Beudanticeras ambanjabense

The shell of this ammonite from Madagascar catches the eye brilliantly by its excellent preservation. It still shows parts of the original calcareous shell, the nacre. The shine is awesome, the surface is glimmering reddish, greenish and blueish. The specimen consists of the chambered part of an ammonite shell with a diameter of 155 mm. In life this part of the shell was filled with gas and liquids to give the animal buoyancy.

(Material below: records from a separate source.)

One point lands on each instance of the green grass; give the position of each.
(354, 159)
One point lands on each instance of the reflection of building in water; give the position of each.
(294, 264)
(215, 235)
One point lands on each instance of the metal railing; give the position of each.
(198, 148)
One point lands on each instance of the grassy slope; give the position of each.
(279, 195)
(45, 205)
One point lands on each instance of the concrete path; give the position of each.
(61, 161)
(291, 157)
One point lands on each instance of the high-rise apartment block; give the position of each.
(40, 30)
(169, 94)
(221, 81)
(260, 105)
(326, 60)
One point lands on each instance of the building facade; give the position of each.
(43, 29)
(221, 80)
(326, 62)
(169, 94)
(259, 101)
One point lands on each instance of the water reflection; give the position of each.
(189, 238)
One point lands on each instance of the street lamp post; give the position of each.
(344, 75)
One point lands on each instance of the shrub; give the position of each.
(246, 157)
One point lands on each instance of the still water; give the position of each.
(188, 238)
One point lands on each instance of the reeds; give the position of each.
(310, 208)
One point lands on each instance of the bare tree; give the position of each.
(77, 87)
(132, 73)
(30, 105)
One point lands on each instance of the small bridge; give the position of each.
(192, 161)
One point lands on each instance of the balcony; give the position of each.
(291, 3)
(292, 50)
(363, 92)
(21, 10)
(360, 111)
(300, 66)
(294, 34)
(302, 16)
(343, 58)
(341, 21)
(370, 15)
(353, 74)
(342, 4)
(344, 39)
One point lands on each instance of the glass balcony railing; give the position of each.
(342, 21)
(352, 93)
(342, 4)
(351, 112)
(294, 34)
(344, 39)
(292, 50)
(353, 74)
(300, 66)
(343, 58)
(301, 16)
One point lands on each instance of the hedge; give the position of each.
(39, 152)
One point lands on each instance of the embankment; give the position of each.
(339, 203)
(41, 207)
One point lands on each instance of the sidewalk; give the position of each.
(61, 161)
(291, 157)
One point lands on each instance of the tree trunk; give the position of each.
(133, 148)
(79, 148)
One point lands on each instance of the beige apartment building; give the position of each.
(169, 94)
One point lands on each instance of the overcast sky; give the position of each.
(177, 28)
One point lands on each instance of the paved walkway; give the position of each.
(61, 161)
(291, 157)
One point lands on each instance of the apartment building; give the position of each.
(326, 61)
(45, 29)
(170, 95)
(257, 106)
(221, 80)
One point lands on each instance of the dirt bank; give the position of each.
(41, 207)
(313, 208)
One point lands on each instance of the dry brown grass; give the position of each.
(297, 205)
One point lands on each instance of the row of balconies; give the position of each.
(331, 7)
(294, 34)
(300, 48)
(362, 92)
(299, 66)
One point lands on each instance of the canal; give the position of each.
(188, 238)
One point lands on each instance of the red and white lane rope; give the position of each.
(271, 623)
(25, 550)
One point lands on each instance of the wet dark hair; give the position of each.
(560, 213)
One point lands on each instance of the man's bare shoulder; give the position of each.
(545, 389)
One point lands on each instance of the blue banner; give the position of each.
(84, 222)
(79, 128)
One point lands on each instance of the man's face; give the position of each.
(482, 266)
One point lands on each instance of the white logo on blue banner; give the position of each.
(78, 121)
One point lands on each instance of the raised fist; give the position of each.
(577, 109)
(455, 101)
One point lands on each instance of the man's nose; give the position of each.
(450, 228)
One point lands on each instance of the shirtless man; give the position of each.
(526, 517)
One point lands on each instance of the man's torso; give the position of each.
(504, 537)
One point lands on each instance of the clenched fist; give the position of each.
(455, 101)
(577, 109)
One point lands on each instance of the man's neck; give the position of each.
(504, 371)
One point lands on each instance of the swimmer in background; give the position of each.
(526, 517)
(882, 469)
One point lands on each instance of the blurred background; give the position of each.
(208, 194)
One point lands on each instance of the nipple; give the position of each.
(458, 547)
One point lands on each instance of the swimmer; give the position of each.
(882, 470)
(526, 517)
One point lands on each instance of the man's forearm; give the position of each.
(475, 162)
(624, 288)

The body chamber in front of this part contained the animal itself, it is not preserved in the present specimen.

Preparation, stratigraphy and locality details

These fossils from the Cretaceous of Madagascar found their way into collections leaving the country not before the locals had begun to strengthen their digging activities and started to trade ammonites with nacreous shells in 2001. The export of unprocessed material, like gems, minerals and rocks, out of Madagascar is forbidden by law (Richter 2002). These rules have been put in place by the government to keep at least some of the benefits from exporting the natural resources of the country in Madagascar. Many specimens show a polished shell surface for that reason and to cause a reddish shimmer. This type of “amelioration” is not suitable for scientific purposes, since it wipes out the growth lines as well as the ornamentation of the shells (ribs, tubercles).

Beudanticeras ambanjabense

The nacreous ammonite from Madagascar can be determined as Beudanticeras ambanjabense, a species described by Collignon (1963). Stratigraphically it comes from beds deposited at the very end of the Lower Cretaceous, the Lower Albian.


  • Collignon, M. (1963): Atlas des fossiles caractéristiques de Madagascar (Ammonites). X (Albien). – Service Géologique Tananarive, Tananarive, XV+184.